SAWT BEIRUT INTERNATIONAL

| 22 June 2021, Tuesday | النسخة العربية

Thousands of Greeks protest ‘monstrous’ labour reform bill

Thousands of Greeks marched in Athens on Thursday to protest the government’s plans to alter labor rules, which unions claim will weaken workers’ rights and allow businesses to work longer hours through the back door.

The country’s largest business and public sector unions went on strike for a day, halting public transportation and keeping ferries stranded at ports.

“It won’t pass,” claimed ADEDY, a public sector union.

The event drew at least 10,000 people outside parliament, which is due to vote on the bill later this month.

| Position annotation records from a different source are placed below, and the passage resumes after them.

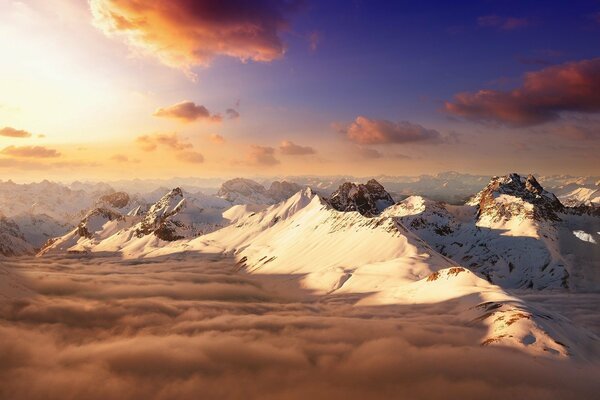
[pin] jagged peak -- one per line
(369, 199)
(543, 204)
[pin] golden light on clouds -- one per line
(183, 34)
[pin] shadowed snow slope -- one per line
(346, 253)
(513, 232)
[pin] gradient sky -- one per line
(129, 88)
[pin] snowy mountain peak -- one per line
(513, 195)
(247, 191)
(160, 217)
(369, 199)
(241, 191)
(116, 199)
(280, 191)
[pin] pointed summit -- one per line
(514, 195)
(369, 200)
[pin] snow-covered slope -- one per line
(246, 191)
(120, 221)
(369, 199)
(56, 200)
(378, 260)
(513, 232)
(12, 241)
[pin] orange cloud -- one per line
(369, 153)
(191, 157)
(573, 86)
(122, 158)
(217, 139)
(187, 111)
(152, 142)
(232, 114)
(30, 152)
(12, 132)
(289, 148)
(367, 131)
(262, 155)
(184, 33)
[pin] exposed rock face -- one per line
(95, 219)
(160, 218)
(280, 191)
(246, 191)
(12, 241)
(116, 199)
(369, 200)
(237, 188)
(512, 195)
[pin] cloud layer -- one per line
(168, 140)
(182, 150)
(184, 33)
(504, 23)
(366, 131)
(30, 152)
(187, 111)
(167, 329)
(570, 87)
(12, 132)
(262, 155)
(291, 149)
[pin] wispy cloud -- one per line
(291, 149)
(30, 152)
(183, 34)
(262, 155)
(366, 131)
(12, 132)
(503, 23)
(187, 111)
(569, 87)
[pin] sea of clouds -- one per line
(193, 327)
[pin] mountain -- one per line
(97, 225)
(55, 200)
(246, 191)
(512, 196)
(12, 241)
(280, 191)
(37, 229)
(120, 221)
(513, 232)
(174, 217)
(369, 199)
(380, 262)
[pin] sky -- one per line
(106, 89)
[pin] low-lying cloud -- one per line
(183, 33)
(191, 157)
(216, 138)
(367, 131)
(187, 111)
(30, 152)
(12, 132)
(290, 148)
(182, 150)
(168, 140)
(174, 329)
(544, 95)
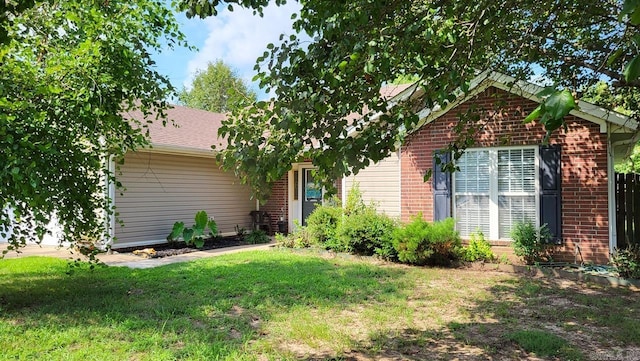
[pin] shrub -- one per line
(256, 236)
(323, 222)
(365, 232)
(195, 235)
(531, 243)
(478, 249)
(627, 261)
(420, 242)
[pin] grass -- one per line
(544, 343)
(280, 305)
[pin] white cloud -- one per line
(239, 38)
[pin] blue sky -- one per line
(237, 37)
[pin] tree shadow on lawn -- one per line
(591, 323)
(203, 309)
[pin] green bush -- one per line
(627, 261)
(257, 236)
(365, 232)
(478, 249)
(195, 235)
(323, 223)
(420, 242)
(531, 243)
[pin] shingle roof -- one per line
(194, 129)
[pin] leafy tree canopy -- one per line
(217, 89)
(359, 46)
(69, 72)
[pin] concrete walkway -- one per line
(127, 259)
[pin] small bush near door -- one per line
(257, 236)
(323, 222)
(366, 233)
(422, 243)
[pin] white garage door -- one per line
(161, 189)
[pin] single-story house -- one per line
(506, 176)
(172, 180)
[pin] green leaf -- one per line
(559, 104)
(535, 114)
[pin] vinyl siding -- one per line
(379, 183)
(161, 189)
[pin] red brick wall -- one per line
(584, 166)
(278, 203)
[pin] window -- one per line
(494, 189)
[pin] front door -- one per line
(311, 194)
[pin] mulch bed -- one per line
(166, 249)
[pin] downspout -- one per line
(613, 232)
(111, 194)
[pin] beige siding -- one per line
(161, 189)
(379, 183)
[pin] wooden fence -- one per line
(627, 209)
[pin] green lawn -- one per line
(274, 305)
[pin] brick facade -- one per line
(278, 203)
(584, 166)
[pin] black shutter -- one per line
(550, 189)
(441, 187)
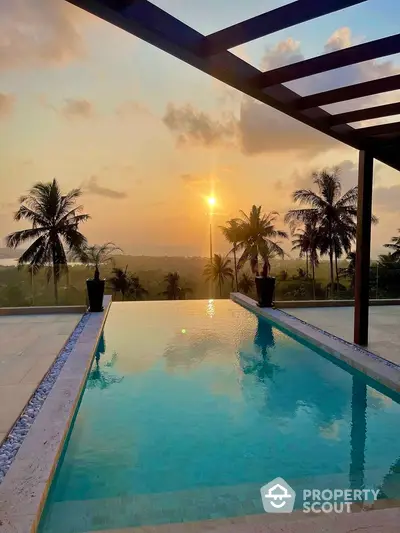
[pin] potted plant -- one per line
(94, 256)
(265, 286)
(259, 240)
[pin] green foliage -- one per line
(218, 270)
(55, 219)
(259, 240)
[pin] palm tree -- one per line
(394, 245)
(173, 288)
(335, 214)
(301, 242)
(218, 270)
(283, 275)
(258, 239)
(55, 219)
(119, 281)
(314, 240)
(350, 270)
(98, 254)
(232, 233)
(246, 284)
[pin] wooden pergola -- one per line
(210, 53)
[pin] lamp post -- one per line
(211, 202)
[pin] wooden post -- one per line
(363, 249)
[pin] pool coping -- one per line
(24, 489)
(376, 367)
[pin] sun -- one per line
(211, 200)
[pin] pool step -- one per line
(154, 509)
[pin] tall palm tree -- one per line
(232, 233)
(314, 242)
(246, 283)
(301, 242)
(119, 281)
(394, 244)
(334, 213)
(350, 270)
(258, 239)
(218, 270)
(173, 289)
(98, 254)
(55, 219)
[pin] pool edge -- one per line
(373, 365)
(24, 489)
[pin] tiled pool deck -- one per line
(28, 346)
(384, 331)
(25, 487)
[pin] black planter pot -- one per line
(265, 291)
(95, 288)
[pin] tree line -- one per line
(323, 223)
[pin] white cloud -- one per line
(7, 102)
(40, 32)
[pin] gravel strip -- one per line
(10, 447)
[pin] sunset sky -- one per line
(147, 136)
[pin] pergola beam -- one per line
(358, 90)
(380, 129)
(157, 27)
(338, 59)
(363, 248)
(271, 22)
(363, 114)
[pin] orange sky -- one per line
(147, 137)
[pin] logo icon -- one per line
(278, 496)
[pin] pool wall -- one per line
(374, 366)
(25, 487)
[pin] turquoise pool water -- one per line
(192, 406)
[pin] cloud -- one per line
(194, 127)
(255, 128)
(387, 198)
(284, 53)
(132, 107)
(262, 129)
(93, 187)
(40, 32)
(366, 71)
(77, 108)
(258, 129)
(7, 102)
(191, 179)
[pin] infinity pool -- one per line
(192, 406)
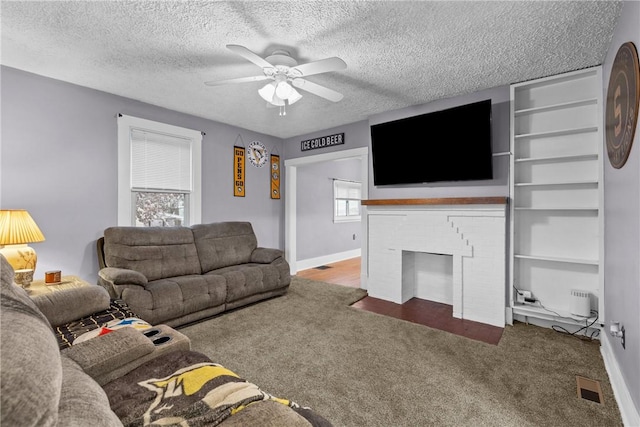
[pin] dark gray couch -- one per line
(177, 275)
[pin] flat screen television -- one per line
(446, 145)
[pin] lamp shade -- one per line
(17, 227)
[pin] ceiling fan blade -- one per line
(321, 66)
(238, 80)
(249, 55)
(318, 90)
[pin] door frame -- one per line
(291, 180)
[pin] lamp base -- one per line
(23, 277)
(23, 259)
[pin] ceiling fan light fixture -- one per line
(268, 91)
(283, 90)
(294, 96)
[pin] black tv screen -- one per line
(446, 145)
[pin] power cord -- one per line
(563, 330)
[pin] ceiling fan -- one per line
(285, 74)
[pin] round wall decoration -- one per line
(257, 154)
(623, 97)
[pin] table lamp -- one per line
(17, 228)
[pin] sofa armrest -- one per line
(72, 304)
(100, 355)
(122, 276)
(265, 255)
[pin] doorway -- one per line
(291, 181)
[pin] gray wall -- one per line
(317, 234)
(622, 228)
(59, 161)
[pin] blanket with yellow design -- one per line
(188, 389)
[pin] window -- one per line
(158, 173)
(346, 200)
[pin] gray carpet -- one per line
(361, 369)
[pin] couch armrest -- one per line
(265, 255)
(72, 304)
(100, 355)
(122, 276)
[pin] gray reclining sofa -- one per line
(178, 275)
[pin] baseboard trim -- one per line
(327, 259)
(628, 411)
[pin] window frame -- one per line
(346, 218)
(126, 194)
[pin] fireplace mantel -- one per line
(438, 201)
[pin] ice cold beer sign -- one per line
(322, 142)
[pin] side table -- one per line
(38, 287)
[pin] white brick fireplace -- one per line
(446, 250)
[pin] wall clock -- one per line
(257, 154)
(623, 97)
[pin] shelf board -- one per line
(558, 259)
(558, 316)
(557, 208)
(559, 132)
(559, 106)
(541, 184)
(558, 158)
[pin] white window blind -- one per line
(347, 190)
(346, 196)
(160, 162)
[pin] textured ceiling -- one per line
(397, 53)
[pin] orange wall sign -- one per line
(238, 171)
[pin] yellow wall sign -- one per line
(275, 176)
(238, 171)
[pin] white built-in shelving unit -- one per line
(556, 194)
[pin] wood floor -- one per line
(424, 312)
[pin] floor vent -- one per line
(589, 389)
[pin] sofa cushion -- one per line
(175, 297)
(30, 367)
(82, 401)
(156, 252)
(249, 279)
(223, 244)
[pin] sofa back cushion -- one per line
(224, 243)
(156, 252)
(30, 367)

In announcing the bill in May, Prime Minister Kyriakos Mitsotakis’ conservative government said the measures would modernize “antiquated” laws dating back decades to a pre-internet time when most workers clocked into their offices and factories at the same set hours.

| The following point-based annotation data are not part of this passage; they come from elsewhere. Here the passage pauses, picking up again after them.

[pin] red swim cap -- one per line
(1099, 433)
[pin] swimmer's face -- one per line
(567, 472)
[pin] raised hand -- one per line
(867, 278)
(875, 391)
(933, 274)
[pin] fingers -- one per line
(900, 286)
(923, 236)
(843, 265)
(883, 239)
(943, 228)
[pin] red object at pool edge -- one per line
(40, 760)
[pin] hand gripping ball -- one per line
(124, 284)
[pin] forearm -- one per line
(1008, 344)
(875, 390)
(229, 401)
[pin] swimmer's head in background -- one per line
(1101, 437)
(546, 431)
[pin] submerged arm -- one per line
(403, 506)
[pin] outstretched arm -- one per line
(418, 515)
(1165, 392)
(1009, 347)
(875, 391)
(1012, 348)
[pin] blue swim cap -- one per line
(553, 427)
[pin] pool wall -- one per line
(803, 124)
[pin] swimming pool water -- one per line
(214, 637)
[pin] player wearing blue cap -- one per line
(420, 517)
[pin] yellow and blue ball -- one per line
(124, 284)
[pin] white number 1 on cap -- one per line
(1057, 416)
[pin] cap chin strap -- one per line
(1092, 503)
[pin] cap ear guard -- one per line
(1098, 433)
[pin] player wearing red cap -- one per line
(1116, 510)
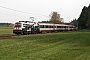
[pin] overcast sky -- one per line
(40, 9)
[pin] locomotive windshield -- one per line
(17, 25)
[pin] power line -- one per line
(21, 11)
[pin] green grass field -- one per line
(55, 46)
(4, 31)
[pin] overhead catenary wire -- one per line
(21, 11)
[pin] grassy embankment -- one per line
(5, 31)
(58, 46)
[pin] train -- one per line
(28, 27)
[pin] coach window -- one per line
(47, 26)
(41, 26)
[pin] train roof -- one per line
(55, 24)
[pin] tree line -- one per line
(83, 22)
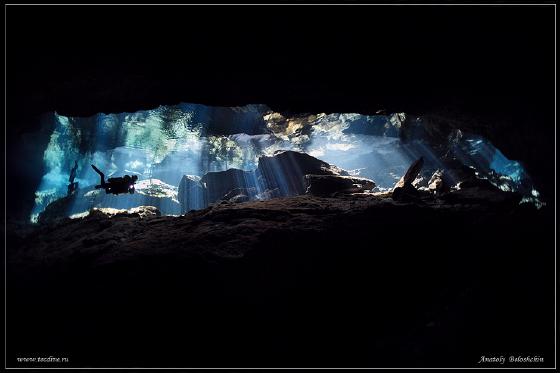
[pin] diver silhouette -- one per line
(73, 185)
(116, 185)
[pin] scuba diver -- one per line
(116, 185)
(73, 185)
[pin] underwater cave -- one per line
(308, 186)
(165, 145)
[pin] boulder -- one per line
(285, 171)
(406, 193)
(435, 185)
(480, 191)
(57, 209)
(218, 184)
(404, 190)
(191, 194)
(250, 193)
(322, 185)
(411, 173)
(140, 211)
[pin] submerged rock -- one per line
(218, 184)
(250, 193)
(411, 173)
(435, 184)
(321, 185)
(286, 170)
(57, 209)
(404, 190)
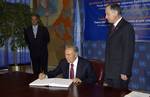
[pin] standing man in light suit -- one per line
(37, 38)
(119, 49)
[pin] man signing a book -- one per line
(73, 67)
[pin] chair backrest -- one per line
(99, 69)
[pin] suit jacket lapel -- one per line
(117, 27)
(67, 71)
(31, 32)
(78, 68)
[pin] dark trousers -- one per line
(117, 83)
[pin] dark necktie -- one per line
(113, 28)
(71, 72)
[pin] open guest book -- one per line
(54, 82)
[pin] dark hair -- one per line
(36, 15)
(75, 48)
(115, 7)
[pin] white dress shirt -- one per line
(74, 67)
(35, 28)
(115, 24)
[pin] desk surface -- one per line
(16, 84)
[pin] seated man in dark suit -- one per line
(73, 67)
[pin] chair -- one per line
(99, 70)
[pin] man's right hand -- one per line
(42, 76)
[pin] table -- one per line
(16, 84)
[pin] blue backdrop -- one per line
(136, 12)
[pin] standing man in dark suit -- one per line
(73, 67)
(119, 49)
(37, 38)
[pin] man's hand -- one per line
(124, 77)
(77, 81)
(42, 76)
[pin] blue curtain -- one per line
(6, 55)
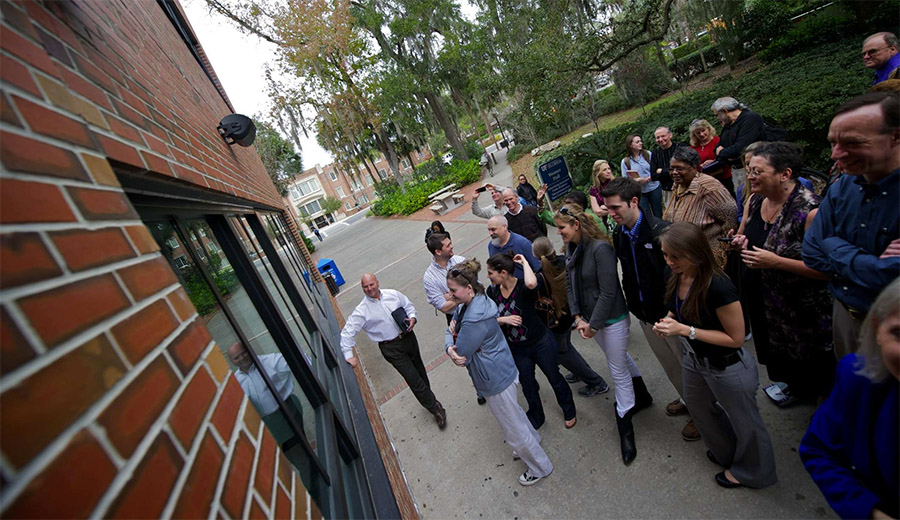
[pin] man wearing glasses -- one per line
(380, 315)
(880, 54)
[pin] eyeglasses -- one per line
(873, 52)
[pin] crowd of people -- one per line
(706, 266)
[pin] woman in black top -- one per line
(719, 377)
(529, 340)
(552, 285)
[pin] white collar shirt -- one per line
(374, 317)
(255, 387)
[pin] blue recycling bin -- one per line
(327, 266)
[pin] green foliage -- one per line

The measures, it argued, would provide workers greater control over their schedules and help combat exploitation, unpaid overtime, and undeclared employment, all of which have contributed to a massive, untaxed grey economy.

The bill’s most contentious provision permits employees to work up to 10 hours on one day and less on the next. Unions are concerned that this may allow businesses to compel workers to work longer hours.

“Hands off the 8-hour workday,” read a banner unfurled near the Labor Ministry in central Athens.

Critics claim that the administration wants to increase the eight-hour work day to ten hours, eliminate the five-day work week and collective bargaining agreements, and make it more difficult to call strikes.

The left-wing Syriza party said the bill was a “monstrosity” and called on the government to withdraw it.

“They will not take us back to the 19th century,” Syriza said.

The bill would also give workers the right to disconnect outside of office hours and introduce a “digital work card” to monitor employees working hours in real time, as well as increase legal overtime to 150 hours a year.